We have a set S= {1,2,3,4} with following relation: aRb <-> a ≤ b ≤ a^2
With focus on the relation we get following partially ordered set:
{1,2},{1,3},{1,4},
{2,3},{2,4},
{3,4}
which gives the following hasse diagram.
4
|
3
|
2
|
1
also we get a straight line from 1 to 4.
But i am a bit unsure if this is right, so am i thinking right?
Your list of ordered pairs isn’t right, I’m afraid.

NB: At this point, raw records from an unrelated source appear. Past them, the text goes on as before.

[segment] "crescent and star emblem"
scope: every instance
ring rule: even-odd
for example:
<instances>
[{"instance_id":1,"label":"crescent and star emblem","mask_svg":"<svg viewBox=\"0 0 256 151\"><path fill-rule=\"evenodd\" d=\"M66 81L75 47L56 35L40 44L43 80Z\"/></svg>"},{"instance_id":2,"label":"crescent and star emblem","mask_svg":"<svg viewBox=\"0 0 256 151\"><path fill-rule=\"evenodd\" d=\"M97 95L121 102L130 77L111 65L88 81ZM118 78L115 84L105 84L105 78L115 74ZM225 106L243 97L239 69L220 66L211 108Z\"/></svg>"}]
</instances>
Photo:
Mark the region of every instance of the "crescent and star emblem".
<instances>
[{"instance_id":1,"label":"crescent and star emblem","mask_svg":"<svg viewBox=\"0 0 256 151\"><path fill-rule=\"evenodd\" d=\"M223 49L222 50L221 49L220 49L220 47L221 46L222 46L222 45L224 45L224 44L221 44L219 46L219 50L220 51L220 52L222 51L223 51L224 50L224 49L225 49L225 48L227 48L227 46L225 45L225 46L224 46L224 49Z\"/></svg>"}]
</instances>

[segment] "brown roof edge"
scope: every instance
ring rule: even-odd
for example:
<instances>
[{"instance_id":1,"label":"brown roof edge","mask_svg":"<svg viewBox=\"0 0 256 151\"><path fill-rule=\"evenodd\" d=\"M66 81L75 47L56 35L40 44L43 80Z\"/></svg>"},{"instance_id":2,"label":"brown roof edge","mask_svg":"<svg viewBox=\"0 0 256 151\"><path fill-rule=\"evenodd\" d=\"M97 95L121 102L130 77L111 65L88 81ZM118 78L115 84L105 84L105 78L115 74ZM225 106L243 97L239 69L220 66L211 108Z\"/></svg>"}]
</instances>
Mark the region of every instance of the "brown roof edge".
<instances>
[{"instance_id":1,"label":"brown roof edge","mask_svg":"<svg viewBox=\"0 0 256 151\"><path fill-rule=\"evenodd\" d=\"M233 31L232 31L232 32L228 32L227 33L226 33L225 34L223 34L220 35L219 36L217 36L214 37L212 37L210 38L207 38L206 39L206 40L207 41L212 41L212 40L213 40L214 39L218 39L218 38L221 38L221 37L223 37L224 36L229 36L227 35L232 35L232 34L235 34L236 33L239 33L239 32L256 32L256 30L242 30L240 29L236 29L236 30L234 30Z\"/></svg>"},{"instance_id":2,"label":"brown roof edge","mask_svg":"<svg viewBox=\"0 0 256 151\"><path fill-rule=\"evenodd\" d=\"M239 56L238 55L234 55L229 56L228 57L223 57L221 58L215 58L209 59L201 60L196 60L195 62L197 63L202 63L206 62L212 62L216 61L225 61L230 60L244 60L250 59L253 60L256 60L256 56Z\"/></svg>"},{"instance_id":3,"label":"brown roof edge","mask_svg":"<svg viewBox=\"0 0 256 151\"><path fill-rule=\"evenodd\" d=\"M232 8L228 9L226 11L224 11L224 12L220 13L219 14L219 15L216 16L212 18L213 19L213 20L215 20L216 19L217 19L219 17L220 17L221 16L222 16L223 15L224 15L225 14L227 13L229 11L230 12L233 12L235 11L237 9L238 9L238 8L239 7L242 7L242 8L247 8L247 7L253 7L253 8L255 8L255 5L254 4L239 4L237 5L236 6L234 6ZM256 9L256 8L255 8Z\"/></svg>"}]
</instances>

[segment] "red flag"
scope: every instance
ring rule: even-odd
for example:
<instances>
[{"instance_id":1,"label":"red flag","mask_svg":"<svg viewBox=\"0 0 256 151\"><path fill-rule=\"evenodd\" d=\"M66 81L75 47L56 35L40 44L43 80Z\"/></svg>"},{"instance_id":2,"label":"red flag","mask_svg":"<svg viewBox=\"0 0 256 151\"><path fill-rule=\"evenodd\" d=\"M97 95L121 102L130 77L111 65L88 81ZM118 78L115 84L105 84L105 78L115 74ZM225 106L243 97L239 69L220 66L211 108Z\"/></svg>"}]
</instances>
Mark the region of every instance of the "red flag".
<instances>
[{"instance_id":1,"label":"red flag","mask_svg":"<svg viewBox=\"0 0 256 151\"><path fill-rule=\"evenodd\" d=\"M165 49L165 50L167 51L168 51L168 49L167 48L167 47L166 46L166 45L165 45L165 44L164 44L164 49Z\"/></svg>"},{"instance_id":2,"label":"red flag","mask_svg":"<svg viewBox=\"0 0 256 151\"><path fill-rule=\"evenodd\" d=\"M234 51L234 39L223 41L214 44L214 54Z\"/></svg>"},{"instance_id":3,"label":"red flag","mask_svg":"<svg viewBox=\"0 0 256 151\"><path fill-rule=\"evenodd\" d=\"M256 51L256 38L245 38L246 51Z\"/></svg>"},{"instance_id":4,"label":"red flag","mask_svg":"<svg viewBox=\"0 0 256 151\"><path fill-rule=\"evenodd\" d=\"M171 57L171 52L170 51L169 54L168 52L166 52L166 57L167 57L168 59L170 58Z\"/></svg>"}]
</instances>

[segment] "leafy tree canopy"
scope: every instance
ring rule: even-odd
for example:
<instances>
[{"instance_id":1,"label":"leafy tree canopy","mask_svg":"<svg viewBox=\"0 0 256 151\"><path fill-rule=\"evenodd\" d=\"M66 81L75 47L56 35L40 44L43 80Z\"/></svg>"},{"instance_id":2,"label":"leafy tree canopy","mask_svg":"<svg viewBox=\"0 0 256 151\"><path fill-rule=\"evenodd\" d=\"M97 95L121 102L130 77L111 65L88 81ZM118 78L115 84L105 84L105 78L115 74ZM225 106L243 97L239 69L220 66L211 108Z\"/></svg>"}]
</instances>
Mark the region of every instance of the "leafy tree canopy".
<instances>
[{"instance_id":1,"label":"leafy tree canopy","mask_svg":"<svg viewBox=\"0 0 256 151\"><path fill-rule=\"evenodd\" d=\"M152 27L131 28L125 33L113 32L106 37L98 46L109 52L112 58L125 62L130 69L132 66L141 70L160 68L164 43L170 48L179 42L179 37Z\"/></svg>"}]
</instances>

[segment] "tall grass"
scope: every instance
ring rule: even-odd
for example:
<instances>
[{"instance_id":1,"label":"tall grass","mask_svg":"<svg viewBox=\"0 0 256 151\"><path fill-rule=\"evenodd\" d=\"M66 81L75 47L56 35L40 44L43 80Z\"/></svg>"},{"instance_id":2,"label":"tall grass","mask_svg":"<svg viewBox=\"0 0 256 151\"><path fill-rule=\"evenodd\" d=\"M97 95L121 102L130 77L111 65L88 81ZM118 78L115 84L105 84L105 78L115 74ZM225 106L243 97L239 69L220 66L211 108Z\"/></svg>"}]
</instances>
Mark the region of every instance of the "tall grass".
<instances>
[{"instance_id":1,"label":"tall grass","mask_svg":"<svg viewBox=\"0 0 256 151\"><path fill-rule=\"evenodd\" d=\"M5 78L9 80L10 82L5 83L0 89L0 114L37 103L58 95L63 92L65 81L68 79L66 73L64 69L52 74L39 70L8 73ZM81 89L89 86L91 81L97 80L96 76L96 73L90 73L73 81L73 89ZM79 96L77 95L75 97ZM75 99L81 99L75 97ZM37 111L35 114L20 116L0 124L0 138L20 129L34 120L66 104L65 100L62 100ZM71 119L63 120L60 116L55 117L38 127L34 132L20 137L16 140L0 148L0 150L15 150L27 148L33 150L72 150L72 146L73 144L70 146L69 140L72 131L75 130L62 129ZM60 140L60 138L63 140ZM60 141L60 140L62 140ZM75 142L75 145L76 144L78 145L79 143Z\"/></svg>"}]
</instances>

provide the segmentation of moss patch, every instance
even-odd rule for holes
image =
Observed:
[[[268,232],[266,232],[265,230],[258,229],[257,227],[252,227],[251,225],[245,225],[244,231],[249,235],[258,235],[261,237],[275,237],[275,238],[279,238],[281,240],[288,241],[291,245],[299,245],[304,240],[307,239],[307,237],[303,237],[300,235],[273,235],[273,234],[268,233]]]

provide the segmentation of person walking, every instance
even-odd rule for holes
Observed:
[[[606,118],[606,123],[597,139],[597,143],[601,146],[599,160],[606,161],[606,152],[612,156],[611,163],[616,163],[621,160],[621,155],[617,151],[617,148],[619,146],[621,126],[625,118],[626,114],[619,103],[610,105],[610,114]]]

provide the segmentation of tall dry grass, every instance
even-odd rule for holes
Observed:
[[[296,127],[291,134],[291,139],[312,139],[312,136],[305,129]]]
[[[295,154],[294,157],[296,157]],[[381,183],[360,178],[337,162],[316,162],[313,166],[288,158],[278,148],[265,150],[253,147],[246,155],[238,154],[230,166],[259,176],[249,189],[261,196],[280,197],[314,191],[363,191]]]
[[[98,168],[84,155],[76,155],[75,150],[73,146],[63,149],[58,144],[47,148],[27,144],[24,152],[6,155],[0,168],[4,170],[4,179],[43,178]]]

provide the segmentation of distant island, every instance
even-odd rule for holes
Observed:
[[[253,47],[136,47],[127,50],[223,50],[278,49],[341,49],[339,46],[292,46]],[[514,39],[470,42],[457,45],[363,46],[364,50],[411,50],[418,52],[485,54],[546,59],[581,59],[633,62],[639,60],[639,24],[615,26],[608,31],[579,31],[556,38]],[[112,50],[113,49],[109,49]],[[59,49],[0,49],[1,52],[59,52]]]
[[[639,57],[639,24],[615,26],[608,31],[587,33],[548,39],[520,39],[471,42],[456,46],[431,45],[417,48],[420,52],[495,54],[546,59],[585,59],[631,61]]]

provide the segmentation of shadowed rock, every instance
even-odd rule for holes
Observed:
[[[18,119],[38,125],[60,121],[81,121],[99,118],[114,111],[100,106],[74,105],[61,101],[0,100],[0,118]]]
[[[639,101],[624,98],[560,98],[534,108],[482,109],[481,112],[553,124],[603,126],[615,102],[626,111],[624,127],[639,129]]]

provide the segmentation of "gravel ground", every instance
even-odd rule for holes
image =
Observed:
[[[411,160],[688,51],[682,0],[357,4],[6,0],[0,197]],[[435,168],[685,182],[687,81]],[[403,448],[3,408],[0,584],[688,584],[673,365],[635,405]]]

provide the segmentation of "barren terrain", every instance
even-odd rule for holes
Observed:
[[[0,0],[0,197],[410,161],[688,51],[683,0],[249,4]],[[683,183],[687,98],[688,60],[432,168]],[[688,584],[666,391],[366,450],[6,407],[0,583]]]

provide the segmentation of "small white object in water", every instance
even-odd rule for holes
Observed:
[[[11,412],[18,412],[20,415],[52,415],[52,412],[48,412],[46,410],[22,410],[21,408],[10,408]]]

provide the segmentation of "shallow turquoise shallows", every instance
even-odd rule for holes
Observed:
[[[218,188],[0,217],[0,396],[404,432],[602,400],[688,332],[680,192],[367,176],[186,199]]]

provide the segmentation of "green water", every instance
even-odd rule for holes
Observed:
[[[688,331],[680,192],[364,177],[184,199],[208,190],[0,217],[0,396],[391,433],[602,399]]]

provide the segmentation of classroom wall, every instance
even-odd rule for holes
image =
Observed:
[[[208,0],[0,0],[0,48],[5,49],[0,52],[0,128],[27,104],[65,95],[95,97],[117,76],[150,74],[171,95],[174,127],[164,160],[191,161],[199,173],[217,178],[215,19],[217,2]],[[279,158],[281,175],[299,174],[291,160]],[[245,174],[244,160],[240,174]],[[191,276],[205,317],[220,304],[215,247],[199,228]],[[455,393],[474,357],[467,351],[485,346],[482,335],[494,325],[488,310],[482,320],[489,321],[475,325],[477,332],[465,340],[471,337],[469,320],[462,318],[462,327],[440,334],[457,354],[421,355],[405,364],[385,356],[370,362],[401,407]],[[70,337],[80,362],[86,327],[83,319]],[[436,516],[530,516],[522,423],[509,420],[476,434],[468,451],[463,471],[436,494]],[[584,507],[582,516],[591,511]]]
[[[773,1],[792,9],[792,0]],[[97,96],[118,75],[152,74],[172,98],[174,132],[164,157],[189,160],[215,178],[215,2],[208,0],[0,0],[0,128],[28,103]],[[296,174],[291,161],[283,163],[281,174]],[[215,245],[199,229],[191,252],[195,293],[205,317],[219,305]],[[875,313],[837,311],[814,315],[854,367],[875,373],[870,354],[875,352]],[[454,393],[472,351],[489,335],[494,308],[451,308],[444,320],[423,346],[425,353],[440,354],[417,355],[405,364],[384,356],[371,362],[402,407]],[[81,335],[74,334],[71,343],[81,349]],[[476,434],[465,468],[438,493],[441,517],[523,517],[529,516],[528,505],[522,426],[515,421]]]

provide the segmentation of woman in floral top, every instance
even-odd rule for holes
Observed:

First, you’ve omitted the pairs $\langle 1,1\rangle,\langle 2,2\rangle,\langle 3,3\rangle$, and $\langle 4,4\rangle$, all of which are in $R$: for any positive integer $n$ it’s true that $n\le n\le n^2$. Next, you have a lot of pairs that aren’t in $R$. For instance, it’s not true that $1\le 2\le 1^2$, so $\langle 1,2\rangle\notin R$. Similarly, $\langle 1,3\rangle\notin R$ and $\langle 1,4\rangle\notin R$. It is true, though, that $2\le 3\le 2^2$ and $2\le 4\le 2^2$, so you’re correct in thinking that $\langle 2,3\rangle$ and $\langle 2,4\rangle$ are in $R$. Similarly, $3\le 4\le 3^2$, so $\langle 3,4\rangle\in R$, as you said.
This is going to change your Hasse diagram a bit; I’ll let you see if you can correct on your own, but leave a question if you have problems.